Die Hinwendung zum Individuum, wachsendes Selbstbewußtsein des städtischen Bürgertums sowie ein vermehrter Wissensdurst in der Renaissance bereiten den Boden für die Entstehung autobiographischer Schriften, die seit dem 15. Jahrhundert vereinzelt im deutschsprachigen Raum überliefert sind.

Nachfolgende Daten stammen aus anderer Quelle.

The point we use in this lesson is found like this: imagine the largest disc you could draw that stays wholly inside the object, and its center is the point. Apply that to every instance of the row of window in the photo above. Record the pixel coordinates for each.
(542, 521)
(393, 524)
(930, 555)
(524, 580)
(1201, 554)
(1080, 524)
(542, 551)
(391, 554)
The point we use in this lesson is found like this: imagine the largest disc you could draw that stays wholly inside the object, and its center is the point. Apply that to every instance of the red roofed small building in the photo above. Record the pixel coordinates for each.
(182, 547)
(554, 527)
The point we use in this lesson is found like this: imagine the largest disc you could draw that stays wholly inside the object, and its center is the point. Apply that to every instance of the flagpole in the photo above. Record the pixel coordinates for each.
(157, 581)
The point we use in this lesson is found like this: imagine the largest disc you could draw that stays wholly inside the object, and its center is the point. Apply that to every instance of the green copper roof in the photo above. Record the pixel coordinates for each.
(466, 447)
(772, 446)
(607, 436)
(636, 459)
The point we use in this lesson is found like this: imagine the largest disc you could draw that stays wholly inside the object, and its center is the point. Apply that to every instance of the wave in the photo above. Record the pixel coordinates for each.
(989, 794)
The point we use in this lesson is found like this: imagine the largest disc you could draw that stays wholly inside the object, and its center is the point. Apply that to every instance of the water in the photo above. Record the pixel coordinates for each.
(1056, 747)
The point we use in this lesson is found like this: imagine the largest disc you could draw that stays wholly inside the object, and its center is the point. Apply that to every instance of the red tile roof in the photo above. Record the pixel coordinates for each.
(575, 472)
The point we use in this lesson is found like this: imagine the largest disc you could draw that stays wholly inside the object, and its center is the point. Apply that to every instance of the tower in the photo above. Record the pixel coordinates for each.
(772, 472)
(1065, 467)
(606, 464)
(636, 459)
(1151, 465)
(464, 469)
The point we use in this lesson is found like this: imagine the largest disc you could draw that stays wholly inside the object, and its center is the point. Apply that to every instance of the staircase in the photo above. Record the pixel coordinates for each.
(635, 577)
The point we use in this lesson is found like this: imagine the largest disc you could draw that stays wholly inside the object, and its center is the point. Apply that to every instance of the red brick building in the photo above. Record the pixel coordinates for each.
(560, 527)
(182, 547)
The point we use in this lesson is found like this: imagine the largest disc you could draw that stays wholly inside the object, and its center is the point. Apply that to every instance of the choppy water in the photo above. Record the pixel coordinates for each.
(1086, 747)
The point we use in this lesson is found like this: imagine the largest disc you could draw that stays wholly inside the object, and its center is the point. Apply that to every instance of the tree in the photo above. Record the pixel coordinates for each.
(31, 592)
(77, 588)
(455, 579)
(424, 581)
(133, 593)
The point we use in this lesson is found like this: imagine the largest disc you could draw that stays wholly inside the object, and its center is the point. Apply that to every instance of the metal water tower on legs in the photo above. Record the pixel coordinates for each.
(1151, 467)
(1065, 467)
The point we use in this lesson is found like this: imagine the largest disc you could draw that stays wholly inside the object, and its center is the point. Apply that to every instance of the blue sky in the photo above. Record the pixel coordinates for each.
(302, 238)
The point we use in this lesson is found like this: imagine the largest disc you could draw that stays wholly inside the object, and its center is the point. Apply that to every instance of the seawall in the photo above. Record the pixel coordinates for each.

Die zunehmende Alphabetisierung und die Erfindung des Drucks sind die Voraussetzungen einer sich verbreitenden Kultur der Schriftlichkeit. Mit Ewigen Kalendern und Druckwerken ähnlicher Art entstehen materielle Vorgaben, die zur Aufnahme von Tagesnotizen animieren. Noch nah den Geschäfts- und Haushaltsbüchern verwandt, werden in diesen frühen Tagebüchern notizenhaft Fakten festgehalten, häufig mit lokal- und familienhistorischen oder wissenschaftlichen Inhalten. Diese Privat-Chroniken, die von Geschäftsleuten, Geistlichen oder Wissenschaftlern geführt werden, sind Folge des Fakten- und Informationshungers und Ausdruck eines neuen Selbstwertgefühls des Bürgertums. Das Bedürfnis nach Selbstaufwertung läßt nun in Angleichung an die Hof- und Gesellschaftschroniken Privatjournale entstehen, die die Ereignisse des bürgerlichen Einzellebens festhalten (Bernfeld 1931, 112f.). Gemeinsam ist den Diarien, Handlungsbüchern und kalendarischen Notizen bis ins 18. Jahrhundert,
gleichgültig ob es sich um Reise-, Familien- oder Wissenschaftsdiarien handelt, daß hier die Schilderung persönlicher Empfindungen oder emotional gefärbte Situations- und Naturbeschreibungen weitgehend fehlen (Buchholz 1983).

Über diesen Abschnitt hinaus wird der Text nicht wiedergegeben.